[Lustre-discuss] Implementing MMP correctly

Tue Dec 22 14:21:43 PST 2009

Michael,

to answer your question on the pacemaker mailing list, if you do use the an 
agent that also checks for all umount bugs, it might work without mmp, but you 
still remove a very useful protection. And the situation didn't change since 
October when you asked a similar question last time ;)

On Tuesday 22 December 2009, Jim Garlick wrote:
> On Tue, Dec 22, 2009 at 02:12:44PM +0100, Michael Schwartzkopff wrote:
> > Hi,
> >
> > I am trying to understand howto implement MMP correctly into a lustre
> > failover cluster.
> >
> > As far as I understood the MMP protects the same filesystem beeing
> > mounted by different nodes (OSS) of a failover cluster. So far so good.
> >
> > If a node was shut down uncleanly it still will occupy its filesystems by
> > MMP and thus preventing the clean failover to an other node.
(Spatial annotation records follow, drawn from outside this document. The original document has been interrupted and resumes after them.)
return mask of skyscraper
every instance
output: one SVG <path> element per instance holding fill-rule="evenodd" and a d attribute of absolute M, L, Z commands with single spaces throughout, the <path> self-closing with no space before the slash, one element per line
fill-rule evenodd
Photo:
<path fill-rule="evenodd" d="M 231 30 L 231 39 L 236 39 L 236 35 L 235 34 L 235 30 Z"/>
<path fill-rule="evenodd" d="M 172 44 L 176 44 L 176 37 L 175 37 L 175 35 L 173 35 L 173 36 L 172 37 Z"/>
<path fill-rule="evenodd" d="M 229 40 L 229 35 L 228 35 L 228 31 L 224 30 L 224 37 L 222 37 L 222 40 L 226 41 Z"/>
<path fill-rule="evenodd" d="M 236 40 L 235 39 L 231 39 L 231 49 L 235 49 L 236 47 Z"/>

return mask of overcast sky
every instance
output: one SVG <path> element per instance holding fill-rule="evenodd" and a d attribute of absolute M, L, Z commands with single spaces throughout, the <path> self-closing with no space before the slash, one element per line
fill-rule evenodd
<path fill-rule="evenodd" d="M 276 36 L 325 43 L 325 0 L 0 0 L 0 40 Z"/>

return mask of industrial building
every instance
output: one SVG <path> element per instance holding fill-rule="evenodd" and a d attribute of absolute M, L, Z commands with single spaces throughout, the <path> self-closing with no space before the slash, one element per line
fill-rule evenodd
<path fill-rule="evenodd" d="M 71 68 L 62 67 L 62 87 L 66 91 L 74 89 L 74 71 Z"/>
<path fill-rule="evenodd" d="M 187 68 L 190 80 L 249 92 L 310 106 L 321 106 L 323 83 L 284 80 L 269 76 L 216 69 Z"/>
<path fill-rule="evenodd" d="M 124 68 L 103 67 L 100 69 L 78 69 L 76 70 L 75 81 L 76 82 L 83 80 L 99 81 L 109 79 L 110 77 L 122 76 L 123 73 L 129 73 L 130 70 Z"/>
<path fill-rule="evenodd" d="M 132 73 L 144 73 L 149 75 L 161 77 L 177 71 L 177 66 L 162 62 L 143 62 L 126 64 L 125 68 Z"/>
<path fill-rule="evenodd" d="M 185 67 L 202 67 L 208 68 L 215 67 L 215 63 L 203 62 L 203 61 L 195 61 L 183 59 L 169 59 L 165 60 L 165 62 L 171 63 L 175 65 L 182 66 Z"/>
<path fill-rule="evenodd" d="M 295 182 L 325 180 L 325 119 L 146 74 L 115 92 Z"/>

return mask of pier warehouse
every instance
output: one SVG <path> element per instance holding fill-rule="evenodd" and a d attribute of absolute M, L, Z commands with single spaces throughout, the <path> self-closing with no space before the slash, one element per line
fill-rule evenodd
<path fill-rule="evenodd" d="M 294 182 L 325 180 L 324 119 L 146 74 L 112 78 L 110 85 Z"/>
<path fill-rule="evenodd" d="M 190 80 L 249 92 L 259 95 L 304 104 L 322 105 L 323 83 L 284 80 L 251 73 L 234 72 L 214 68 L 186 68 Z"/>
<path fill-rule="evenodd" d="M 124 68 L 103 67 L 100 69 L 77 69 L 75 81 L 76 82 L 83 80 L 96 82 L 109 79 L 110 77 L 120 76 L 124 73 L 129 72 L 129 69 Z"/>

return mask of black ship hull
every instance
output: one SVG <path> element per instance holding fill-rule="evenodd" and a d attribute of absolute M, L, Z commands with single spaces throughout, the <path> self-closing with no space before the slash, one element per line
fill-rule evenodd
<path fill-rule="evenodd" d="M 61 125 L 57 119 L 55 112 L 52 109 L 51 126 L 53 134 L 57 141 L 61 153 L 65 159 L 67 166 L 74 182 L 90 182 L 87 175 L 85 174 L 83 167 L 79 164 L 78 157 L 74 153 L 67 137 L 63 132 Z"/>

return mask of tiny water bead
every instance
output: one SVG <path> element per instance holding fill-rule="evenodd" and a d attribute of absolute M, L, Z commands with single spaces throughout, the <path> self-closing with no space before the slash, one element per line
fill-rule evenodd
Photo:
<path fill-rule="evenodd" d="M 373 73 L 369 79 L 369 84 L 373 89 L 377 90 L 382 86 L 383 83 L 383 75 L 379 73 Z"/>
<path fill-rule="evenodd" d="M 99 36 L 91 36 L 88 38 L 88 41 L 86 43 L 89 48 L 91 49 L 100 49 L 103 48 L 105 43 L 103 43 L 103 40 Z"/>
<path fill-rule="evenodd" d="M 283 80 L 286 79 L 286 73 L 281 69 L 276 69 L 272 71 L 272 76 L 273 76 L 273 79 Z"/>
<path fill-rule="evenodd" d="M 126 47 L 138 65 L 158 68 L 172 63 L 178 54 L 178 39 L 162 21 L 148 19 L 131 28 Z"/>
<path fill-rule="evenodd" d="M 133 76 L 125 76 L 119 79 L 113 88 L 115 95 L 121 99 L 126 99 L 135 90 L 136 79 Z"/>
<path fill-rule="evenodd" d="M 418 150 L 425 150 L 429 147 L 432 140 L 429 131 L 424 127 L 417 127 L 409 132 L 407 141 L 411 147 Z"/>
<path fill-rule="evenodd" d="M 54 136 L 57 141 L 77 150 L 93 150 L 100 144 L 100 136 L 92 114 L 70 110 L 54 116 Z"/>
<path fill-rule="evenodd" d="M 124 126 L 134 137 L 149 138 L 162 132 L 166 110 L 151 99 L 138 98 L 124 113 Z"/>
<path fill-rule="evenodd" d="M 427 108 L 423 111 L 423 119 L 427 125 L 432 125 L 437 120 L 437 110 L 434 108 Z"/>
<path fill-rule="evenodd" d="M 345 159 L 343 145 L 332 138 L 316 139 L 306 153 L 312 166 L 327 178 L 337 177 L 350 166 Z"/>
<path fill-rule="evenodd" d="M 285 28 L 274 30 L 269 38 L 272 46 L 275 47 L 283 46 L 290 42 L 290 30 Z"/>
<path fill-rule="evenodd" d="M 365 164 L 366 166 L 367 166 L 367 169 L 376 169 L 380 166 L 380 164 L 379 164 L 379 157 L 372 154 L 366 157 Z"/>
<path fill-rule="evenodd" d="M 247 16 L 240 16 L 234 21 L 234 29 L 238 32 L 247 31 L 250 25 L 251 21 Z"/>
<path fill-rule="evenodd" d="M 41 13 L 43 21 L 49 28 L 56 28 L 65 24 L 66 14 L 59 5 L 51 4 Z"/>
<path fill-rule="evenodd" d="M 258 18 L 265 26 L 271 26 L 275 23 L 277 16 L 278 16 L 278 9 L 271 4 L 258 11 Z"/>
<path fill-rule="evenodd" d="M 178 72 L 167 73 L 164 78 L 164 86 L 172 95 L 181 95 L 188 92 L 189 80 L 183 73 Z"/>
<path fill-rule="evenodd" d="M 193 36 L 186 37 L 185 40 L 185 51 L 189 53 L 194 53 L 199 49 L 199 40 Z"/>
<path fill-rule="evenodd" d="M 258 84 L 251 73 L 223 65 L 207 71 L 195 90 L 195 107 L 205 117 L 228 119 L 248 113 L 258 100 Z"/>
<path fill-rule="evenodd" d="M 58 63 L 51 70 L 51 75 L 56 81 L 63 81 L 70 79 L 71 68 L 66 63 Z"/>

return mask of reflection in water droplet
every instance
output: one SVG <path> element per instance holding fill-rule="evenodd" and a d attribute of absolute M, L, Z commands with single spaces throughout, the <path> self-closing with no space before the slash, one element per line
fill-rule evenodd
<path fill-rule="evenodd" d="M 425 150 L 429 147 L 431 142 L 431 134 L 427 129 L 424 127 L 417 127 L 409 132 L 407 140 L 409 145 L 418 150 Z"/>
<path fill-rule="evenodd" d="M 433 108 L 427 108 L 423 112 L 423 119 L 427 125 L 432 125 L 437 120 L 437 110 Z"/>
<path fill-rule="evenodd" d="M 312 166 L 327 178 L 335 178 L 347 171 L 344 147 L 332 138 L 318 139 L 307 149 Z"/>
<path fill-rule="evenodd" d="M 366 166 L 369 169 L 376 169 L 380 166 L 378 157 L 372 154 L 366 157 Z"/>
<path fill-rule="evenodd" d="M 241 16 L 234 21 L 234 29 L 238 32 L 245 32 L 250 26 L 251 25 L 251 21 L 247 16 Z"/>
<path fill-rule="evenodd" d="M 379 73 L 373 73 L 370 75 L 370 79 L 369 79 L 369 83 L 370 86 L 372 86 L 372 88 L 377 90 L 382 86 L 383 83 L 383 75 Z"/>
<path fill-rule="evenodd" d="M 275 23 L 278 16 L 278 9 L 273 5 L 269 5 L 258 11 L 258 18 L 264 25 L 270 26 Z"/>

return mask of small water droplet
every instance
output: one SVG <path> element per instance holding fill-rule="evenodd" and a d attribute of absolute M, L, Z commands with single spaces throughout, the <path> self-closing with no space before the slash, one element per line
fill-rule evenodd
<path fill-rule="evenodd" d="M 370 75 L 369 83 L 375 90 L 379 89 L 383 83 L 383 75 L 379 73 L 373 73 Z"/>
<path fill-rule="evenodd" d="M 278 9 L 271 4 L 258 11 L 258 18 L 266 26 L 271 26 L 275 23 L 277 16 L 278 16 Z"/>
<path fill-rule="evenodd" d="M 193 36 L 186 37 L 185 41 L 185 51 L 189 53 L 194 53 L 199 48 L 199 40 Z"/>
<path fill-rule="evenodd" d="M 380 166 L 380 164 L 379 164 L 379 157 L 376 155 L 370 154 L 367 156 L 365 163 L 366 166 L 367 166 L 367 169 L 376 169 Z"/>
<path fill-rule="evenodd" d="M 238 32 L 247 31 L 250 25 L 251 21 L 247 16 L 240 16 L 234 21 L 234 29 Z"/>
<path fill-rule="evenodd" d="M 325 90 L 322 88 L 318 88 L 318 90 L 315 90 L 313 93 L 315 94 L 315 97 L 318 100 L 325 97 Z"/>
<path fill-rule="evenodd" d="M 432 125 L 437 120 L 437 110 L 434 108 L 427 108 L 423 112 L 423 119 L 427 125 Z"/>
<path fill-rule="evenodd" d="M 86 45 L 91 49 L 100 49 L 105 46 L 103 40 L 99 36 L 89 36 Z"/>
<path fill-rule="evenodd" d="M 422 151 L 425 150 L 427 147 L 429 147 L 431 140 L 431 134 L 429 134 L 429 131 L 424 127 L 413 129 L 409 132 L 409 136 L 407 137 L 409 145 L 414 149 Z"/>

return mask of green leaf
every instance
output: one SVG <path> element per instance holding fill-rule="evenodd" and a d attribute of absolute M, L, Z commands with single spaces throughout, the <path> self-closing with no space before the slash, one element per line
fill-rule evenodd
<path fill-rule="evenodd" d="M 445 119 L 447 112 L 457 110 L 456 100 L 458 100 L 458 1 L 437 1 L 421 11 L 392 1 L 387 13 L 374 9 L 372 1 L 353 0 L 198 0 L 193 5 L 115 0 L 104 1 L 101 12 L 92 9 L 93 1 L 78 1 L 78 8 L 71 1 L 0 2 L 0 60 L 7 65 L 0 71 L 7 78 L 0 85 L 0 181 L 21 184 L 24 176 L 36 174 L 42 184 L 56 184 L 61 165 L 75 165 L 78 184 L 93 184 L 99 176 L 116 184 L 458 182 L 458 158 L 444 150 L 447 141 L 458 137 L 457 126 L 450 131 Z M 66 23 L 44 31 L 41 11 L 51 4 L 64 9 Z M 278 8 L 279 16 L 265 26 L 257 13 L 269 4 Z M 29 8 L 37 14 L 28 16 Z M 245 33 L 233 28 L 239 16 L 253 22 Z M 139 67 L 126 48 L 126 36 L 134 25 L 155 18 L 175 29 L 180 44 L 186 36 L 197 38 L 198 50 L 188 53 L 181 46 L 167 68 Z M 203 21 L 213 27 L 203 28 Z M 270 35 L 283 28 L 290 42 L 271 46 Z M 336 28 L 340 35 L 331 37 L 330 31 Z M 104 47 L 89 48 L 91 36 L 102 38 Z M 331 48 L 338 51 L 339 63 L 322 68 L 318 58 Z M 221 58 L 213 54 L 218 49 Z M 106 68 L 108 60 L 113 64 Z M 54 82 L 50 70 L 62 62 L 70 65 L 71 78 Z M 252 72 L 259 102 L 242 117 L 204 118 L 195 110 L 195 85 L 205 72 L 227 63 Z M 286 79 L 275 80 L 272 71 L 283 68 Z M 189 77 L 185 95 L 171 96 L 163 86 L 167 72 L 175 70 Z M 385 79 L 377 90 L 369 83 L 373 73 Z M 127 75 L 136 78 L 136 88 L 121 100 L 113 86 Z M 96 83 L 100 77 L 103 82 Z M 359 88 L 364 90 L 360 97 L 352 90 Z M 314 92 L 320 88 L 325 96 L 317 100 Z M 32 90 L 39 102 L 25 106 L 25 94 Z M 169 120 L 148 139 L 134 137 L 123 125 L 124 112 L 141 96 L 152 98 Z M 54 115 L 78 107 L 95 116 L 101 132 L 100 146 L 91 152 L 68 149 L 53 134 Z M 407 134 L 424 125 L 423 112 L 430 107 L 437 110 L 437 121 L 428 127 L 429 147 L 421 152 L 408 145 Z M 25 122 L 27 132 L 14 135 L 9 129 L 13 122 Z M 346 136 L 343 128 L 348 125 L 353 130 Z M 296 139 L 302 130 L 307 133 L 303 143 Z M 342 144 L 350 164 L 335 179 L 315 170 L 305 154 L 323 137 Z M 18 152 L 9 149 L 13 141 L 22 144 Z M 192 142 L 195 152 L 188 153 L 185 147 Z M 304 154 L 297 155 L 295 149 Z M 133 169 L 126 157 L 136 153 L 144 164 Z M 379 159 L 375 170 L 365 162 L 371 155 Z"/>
How did you get this idea at all?

> 
> Hi, ldiskfs (or e2fsck) will poll the MMP block to see if the other side
> is still updating it before starting.  If updates have ceased, the mount
> or fsck will start.  So the workarounds below are unnecessary.
> 
> > Now I want to
> > implement a clean failover into the Filesystem Resource Agent of
> > pacemaker. Is there a good way to solve the problem with MMP? Possible
> > sotutions are:
> >
> > - Disable the MMP feature in a cluster at all, since the resource manager
> > takes care that the same resource is only mounted once in the cluster
> >
> > - Do a "tunefs -O ^mmp <device>" and a "tunefs -O mmp <device>" before
> > every mounting of a resource?
> 
> tune2fs -Eclear-mmp is a faster alternative.

Doing that for each and every mount would basically remove the MMP protection. 
I think Michael wants to write an agent that does that automatically...

And again, I submitted and updated a suitable agent in Lustre bugzilla 20807. 
It is almost ready to be submitted to heartbeat/pacemaker, I only need to 
clean up some comments and slightly simplify some umount checks.

> 
> Should only be necessary if e2fsck is interrupted.
> (e2fsck does not regularly update the MMP block like the file system does)
> 
> > - Do a "sleep 10" before mounting a resource? But the manual says "the
> > file system mount require additional time if the file system was not
> > cleanly unmounted."

It will require more time for a journal replay, I guess.

> >
> > - Check if the file system is in use by another OSS through MMP and wait
> > a litte bit longer? How do I do this?

Not necessary. All DDN Lustre installations in Europe are now based on 
pacemaker, without any ugly workarounds. But then as I told you before, our 
releases also fix bug 19566 already.

-- 
Bernd Schubert
DataDirect Networks